We know that being online has a significant impact on the lives of children and young people, playing a major role in shaping their behaviour and experiences. At Internet Matters, our role in supporting parents, carers and professionals to navigate the rapidly changing online world is largely focused on managing the risks posed by connected technology. However, there are also huge opportunities for positive impact. Being online allows children to connect, learn, create and find inspiration.
The creation of the Index Report
To understand more about the broader wellbeing landscape in relation to connected technology and to help us ensure all children are able to flourish online, we wanted to be able to more effectively measure the effects that it has.
We first commissioned Dr Diane Levine and team at the University of Leicester to help us create a definition of digital wellbeing. The subsequent report was created following consultation with those closest to the issue, including representatives across education, industry, policy, the academy, media and third sector. Children and families’ wellbeing in a digital world identifies four dimensions of wellbeing (developmental, emotional, physical and social) which are most impacted by digital participation and considers both the positive and negative outcomes for each.
Revealing Reality have taken this framework and, through a robust research process, created the first index focused specifically on the impact of the digital world on wellbeing for children and young people in the UK. The insights will guide our programme of work over the coming months and years. They offer wide benefits in understanding how we can better support families, and also have implications for policy, practice and digital product development as work continues on the Online Safety Bill and Media Literacy Strategy. We are excited to share this work and an initial set of observations and recommendations.
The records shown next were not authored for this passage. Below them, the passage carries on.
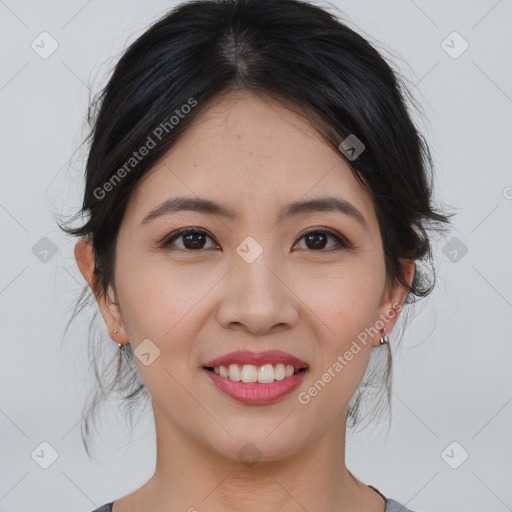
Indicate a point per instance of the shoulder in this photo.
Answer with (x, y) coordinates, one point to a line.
(391, 505)
(105, 508)
(394, 506)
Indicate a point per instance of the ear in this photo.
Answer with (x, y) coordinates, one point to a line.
(392, 302)
(109, 307)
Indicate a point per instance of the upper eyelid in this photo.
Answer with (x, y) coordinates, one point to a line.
(168, 239)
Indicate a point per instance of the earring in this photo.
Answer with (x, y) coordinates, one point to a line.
(384, 340)
(120, 345)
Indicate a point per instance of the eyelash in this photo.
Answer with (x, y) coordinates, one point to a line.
(342, 242)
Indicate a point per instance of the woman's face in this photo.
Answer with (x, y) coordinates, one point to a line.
(251, 280)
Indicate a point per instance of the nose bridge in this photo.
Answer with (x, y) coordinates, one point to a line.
(252, 268)
(258, 297)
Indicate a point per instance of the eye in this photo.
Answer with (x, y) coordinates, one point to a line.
(192, 239)
(316, 240)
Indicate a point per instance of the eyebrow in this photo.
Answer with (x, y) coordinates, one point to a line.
(206, 206)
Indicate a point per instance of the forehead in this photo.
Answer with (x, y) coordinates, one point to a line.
(251, 153)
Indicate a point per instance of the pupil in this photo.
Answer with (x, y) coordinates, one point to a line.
(191, 239)
(314, 238)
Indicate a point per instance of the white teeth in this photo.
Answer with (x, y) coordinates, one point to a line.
(250, 373)
(279, 373)
(266, 374)
(234, 372)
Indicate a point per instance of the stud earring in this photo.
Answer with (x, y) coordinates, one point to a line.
(384, 340)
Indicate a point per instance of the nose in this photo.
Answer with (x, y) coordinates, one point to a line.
(258, 297)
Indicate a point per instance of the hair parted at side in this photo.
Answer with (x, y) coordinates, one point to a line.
(315, 65)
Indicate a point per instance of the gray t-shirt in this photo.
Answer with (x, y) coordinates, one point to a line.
(391, 505)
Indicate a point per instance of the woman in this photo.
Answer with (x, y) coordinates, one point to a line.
(258, 199)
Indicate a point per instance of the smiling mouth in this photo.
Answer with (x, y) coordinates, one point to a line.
(263, 374)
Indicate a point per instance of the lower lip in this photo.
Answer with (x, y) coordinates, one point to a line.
(256, 392)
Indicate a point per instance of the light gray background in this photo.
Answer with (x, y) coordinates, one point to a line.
(452, 378)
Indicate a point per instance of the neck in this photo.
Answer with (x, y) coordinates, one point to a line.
(190, 476)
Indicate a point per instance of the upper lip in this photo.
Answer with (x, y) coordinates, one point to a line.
(242, 357)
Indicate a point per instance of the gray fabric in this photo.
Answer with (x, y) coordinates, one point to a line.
(394, 506)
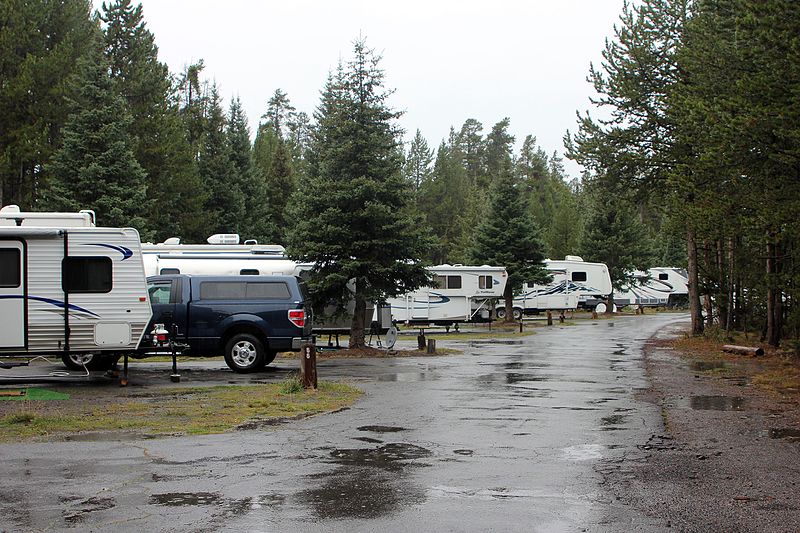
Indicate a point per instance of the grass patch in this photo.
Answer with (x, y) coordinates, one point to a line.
(776, 372)
(193, 411)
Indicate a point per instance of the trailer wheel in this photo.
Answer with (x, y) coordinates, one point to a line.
(244, 353)
(89, 361)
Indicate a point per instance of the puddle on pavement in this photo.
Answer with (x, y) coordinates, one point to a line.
(498, 493)
(705, 366)
(583, 452)
(790, 434)
(513, 377)
(382, 429)
(179, 499)
(364, 493)
(612, 420)
(716, 403)
(369, 440)
(388, 456)
(496, 341)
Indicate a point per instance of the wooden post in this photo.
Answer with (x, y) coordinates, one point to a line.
(308, 366)
(421, 343)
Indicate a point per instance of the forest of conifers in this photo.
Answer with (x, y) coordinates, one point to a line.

One thousand children and their parents completed the index questionnaire in autumn 2021 and the findings reveal striking differences between children of different ages, genders and demographic backgrounds across four key dimensions of wellbeing. They also demonstrate that the amount of time children spend online and, crucially, how they spend that time shapes how digital technology impacts their wellbeing.
- As children get older and spend more time with digital technology, they experience more positive and negative impacts on wellbeing.
- While displaying some positive impacts, greater social media use, especially among girls, was associated with increased negative impacts on social wellbeing.
- Greater time spent gaming was associated, particularly for boys, with an increased negative impact on developmental and physical wellbeing, underlining the importance of managing time spent in game play to achieve a healthy balance of on and offline activities.
- Vulnerable children experience more of the negative impacts of digital technology on wellbeing than their less vulnerable peers. However, vulnerable children also scored slightly higher in relation to feeling good about themselves as a result of their digital behaviour.
- Children and their parents are broadly aligned on how digital activity affects them, but having a supportive environment appears critical.
The findings suggest that the index is successfully tapping into important trends and issues in the lives of young people. It crucially shows that what children do online can shape whether their wellbeing is positively or negatively impacted. It also clearly shows that parental engagement in children’s digital activity plays a key role.
The goals and future of the Index Report
The aim of this report is to educate on how the index was created, what the data is telling us at a macro level and explore opportunities for how it may be used across the wider sector and in industry, education and policy.
In years to come, the index will be able to demonstrate whether these trends are changing, whether efforts to improve wellbeing in a digital world are working, and support decision-makers in identifying the best opportunities to support children with life online.